Cell-splitting grid: a self-creating and self-organizing neural network

doi:10.1016/j.neucom.2003.09.012

Neurocomputing

Volume 57, March 2004, Pages 373-387

https://doi.org/10.1016/j.neucom.2003.09.012 Get rights and content

Abstract

A new model of self-creating and self-organizing neural network, cell-splitting grid (CSG), is presented. In this proposed CSG algorithm, the neurons and their connections are created and organized on a 2-D plane according to the input data distribution. Compared with self-organizing map (SOM) and its other improved algorithms, the CSG algorithm has outperformed SOM and other SOM-related algorithms in vector quantization while maintaining relatively good topology preservation. This paper shows that CSG is a promising and an effective method especially for non-uniformly distributed data.

Introduction

Self-organizing map (SOM), proposed by Kohonen [9], has been widely used in many areas such as pattern recognition, biological modeling, data compression, signal processing, and data mining [10]. It is an unsupervised and non-parametric neural network approach. The success of the SOM algorithm lies in its simplicity that makes it easy to understand, simulate and be used in many applications. The fundamental idea of SOM is based on a biological mechanism. It is a heuristic approach and has not been derived from strict mathematics.

The basic SOM consists of a set of neurons usually arranged in a 2-D structure such that there are neighborhood relations among the neurons. After the completion of training, each neuron is attached to a reference vector of the same dimension as the input space. By assigning each input vector to the neuron with the nearest reference vector, SOM is able to divide the input space into regions with common nearest reference vectors. This process can be considered as performing vector quantization (VQ) [7]. Also, because of the neighborhood relation contributed by the inter-connections among neurons, SOM exhibits another important property of topology preservation. In other words, if the reference vectors are near from each other in the input space, the corresponding neurons will also be close in the output space, and vice versa.
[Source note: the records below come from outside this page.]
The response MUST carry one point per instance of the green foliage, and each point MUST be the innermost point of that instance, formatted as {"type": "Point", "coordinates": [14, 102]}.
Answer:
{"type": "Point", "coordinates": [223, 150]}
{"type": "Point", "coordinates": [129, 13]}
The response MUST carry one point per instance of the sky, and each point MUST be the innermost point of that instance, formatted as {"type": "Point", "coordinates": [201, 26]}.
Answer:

The main drawback of SOM is that one must pre-define the map structure and the map size before the commencement of the training process. SOM seems to be inherently limited by the fixed network. Usually, we must adopt trial tests to select a more appropriate network structure and size [15]. Another problem is that the neurons in SOM are uniformly distributed in the output space, which does not well reflect the neurons in the input space. The essential factor of eliciting these drawbacks is that we pre-define the data structure, which instead should be determined by the data themselves. Several improved SOM and related algorithms [1], [3], [5], [6], [16] have been proposed in recent years to overcome the above shortcomings. The neural networks in these algorithms dynamically increase their networks to suitable sizes, but these algorithms either are not easy to visualize high-dimensional input data on a 2-D plane [5], [6], [16], or have equal distances among the neighboring neurons on the output map [1], [3].

In this paper, we present a new self-creating and self-organizing neural network model called cell-splitting grid algorithm (CSG), which resembles the cell-splitting mechanism in biological perspective. Using the proposed CSG algorithm, it is able to overcome the discussed shortcomings of SOM and its other improved algorithms [1], [3], [5], [6], [16]. The proposed CSG algorithm exhibits improved performance especially for non-uniformly distributed input data that are experienced in most in real world applications. The proposed network enables a 2-D representation on the output map confined in a square region and the neurons are distributed on the 2-D map according to the density distribution of the input data. The neurons representing the dense region of the input data are densely distributed on the 2-D map, whereas those lying in the sparse region of the input data are located on the sparse region of the 2-D output space. As a result, the non-uniform distribution of neurons on the output map is able to not only preserve the data distribution in the input space, but also deliver a better performance of vector quantization than those delivered by the SOM and other SOM-related algorithms.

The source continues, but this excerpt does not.